Khusus JU, selain menjajakan diri untuk pria hidung belang, ada kemungkinan dirinya juga menawarkan beberapa rekannya. “Ini masih kami dalami lagi keterangannya,” tambah Nono. Beberapa saat kemudian, MK, perempuan yang putus sekolah sejak bangku sekolah menengah pertama (SMP) terkejut ketika melihat kedatangan orang tuanya di ruang pemeriksaan.

Sedih bercampur malu, perempuan yang tengah menjadi sorotan kasus khusus itu dibuat tak bisa banyak bicara di hadapan petugas. Kepalanya hanya mengangguk. Sesekali perempuan berperawakan kurus itu menyebut kata “Ya”. Kepada petugas, MK menyebut, aktivitasnya menjajakan diri di dunia maya sudah dilakukannya sejak setahun silam.

Lewat akun khusus ‘Cewe BO Samarinda’, MK memperlihatkan beberapa bagian tubuhnya dengan gaya seksi. Selain itu, akun khusus MK adalah @naylanaz022 juga meng-upload gambar-gambar vulgar dan tulisan genit. Kepada polisi, setiap kencan, MK mematok tarif Rp 800 ribu per jam. “Biasanya tidak lebih dari dua kali berhubungan badan,” ucapnya.

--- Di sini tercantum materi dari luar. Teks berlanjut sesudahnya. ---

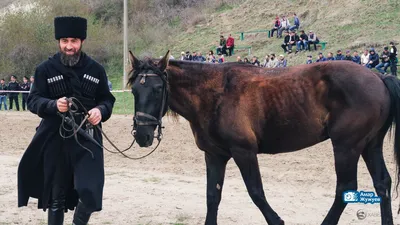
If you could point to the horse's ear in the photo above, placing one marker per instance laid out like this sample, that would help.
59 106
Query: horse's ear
163 63
134 61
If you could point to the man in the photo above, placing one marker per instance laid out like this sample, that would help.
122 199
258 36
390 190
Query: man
385 61
13 85
3 95
57 170
393 59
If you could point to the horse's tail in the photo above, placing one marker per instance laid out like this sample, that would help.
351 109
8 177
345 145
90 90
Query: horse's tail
393 86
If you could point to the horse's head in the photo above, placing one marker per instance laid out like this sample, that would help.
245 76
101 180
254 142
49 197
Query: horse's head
149 87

Diutarakan Nono, keduanya dianggap melanggar Pasal 27 ayat 1 UU Tahun 2008 tentang Informasi Transaksi Elektronik (ITE) atau Pasal 29 UU RI No 44/2008 tentang pornografi dengan ancaman hukuman di atas lima tahun penjara. “Kami masih fokus di dua pasal tersebut, untuk lebih jauh kami belum bisa beberkan,” tegas Nono.

Terkait adanya perempuan lain dengan aktivitas serupa, Nono pun enggan merinci. Pasalnya, butuh pemeriksaan dan analisis mendalam untuk mengungkap jaringan prostitusi via media sosial yang semakin menjamur.